Ronan Tynan, the Irish singer who is known as “America’s Favorite Tenor,” performed “The Last Full Measure of Devotion” at George H.W. Bush’s funeral in Washington D.C. on December 5. Tynan’s performance came just before former President George W. Bush paid the final tribute to the 41st leader of the free world. Accompanying Tynan was The Armed Forces Chorus and the United States Marine Orchestra. He has a long-standing relationship with the Bush family and it was understood that the decision to have him perform at the funeral was made a long time in advance.
Despite being born in Ireland, and representing the country of his birth at the 1984 and 1988 Paralympics, Tynan is best known in the U.S. for his renditions of “God Bless America.” The New York Times reported that in the lead-up to George Bush’s death, Tynan sand “Amazing Grace” to him at Bush’s home in Houston.
Here’s what you need to know:
1. Tynan Performed at Ronald Reagan’s Funeral & George Bush’s 80th Birthday
Tynan has performed at a presidential funeral before, in 2004, he was asked to sing at President Ronald Reagan’s funeral. In addition, Tynan also sang at George H.W. Bush’s 80th birthday party, he was a guest of then-President George W. Bush en route to the celebrations. Tynan was also a performer at Rudy Giuliani’s 2003 wedding.
Prior to being a solo singer, Tynan was a member of the Irish Tenors. However, even before Tynan ever sang, he was a doctor who specialized in sports injuries and prosthesis. Tynan attended medical school at Dublin’s prestigious Trinity College.
2. Tynan Was Born With Phocomelia & Had His Legs Amputated at the Age of 20
Tynan was born in Dublin but grew up in Johnstown, Kilkenny, in Ireland. At birth, Tynan was diagnosed as having phocomelia. While his twin, Edmond, tragically died at 11 months old after he contracted pneumonia. This meant that his legs were unusually short. Tynan has said that he spent much of his youth in hospitals and only returned to Johnstown on the weekends.
At the age of 20, following a car accident, Tynan was forced to have both of his legs amputated. At the 1984 and 1988 Paralympic games, Tynan amassed 18 gold medals for his country. On his amputation, Tynan told the Irish Echo in 2011, “No-one else can make the decision for your limbs to be amputated. You have to accept the fact that it’s the best thing that can happen to you if it’s going to be for your betterment. And I knew it would ultimately benefit me. I knew I’d walk again.”
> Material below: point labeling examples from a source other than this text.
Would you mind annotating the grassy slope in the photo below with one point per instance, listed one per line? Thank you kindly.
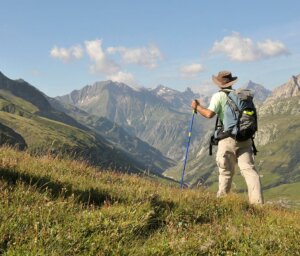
(277, 162)
(54, 207)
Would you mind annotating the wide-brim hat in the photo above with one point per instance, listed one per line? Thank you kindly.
(224, 79)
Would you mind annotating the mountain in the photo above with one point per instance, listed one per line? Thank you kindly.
(260, 92)
(278, 142)
(289, 89)
(9, 137)
(27, 114)
(151, 158)
(159, 117)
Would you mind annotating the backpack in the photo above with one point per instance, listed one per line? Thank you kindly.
(240, 118)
3. In 2009, Tynan Was Accused of Anti-Semitism But Was Later Forgiven by the Anti Defamation League
Tynan was embroiled in a controversy in 2009 that cost him his regular stint as singing during the 7th inning stretch at Yankee Stadium. NBC New York reported at the time that Tynan ran into a real estate agent who was showing an apartment in his building. The agent told Tynan, “Don’t worry they’re not Red Sox fans.” Tynan reportedly said to the agent, “I don’t care about that, as long as they’re not Jewish.” Tynan went on to say that two Jewish women had viewed the apartment earlier that day and they were scary. Tynan apologized for his words saying they were intended as a “joke” but he realized they had been “inappropriate and hurtful.”
His apology was accepted by the Anti Defamation League and he later performed an event for the ADL.
4. Tynan’s Horses Play a Major Role in His Life
Tynan has spoken at length in the past about his love of horses. In 2006, this love was featured in a TV show for Animal Planet. Tynan told Equus Magazine at the time, “There has never been a time when horses weren’t part of my life. I was born into a family that had been breeding horses for three generations. They gave me my first taste of freedom, and from then on, there was no stopping me.”
Despite his condition, Tynan was able to ride horses as well as cycle thanks to his prosthetic legs.
5. Tynan Published His Memoir, Halfway Home: My Life ’til Now, in 2002
In 2002, Tynan published his memoir, Halfway Home: My Life ’til Now. The book was updated in 2016 and has been described as a “beautifully written memoir.” While Barbara Walters said of the book and Tynan’s life story as “so amazing you may find it hard to believe.” Speaking of the condition he was born with, Tynan wrote in his book, “In layman’s terms, this means that my legs were about a quarter shorter than they should have been and both my feet were splayed outward… I had only three toes on each foot, which I eventually named Curly, Larry and Moe on the right and Tuppeny, Futto and Jinks on the left.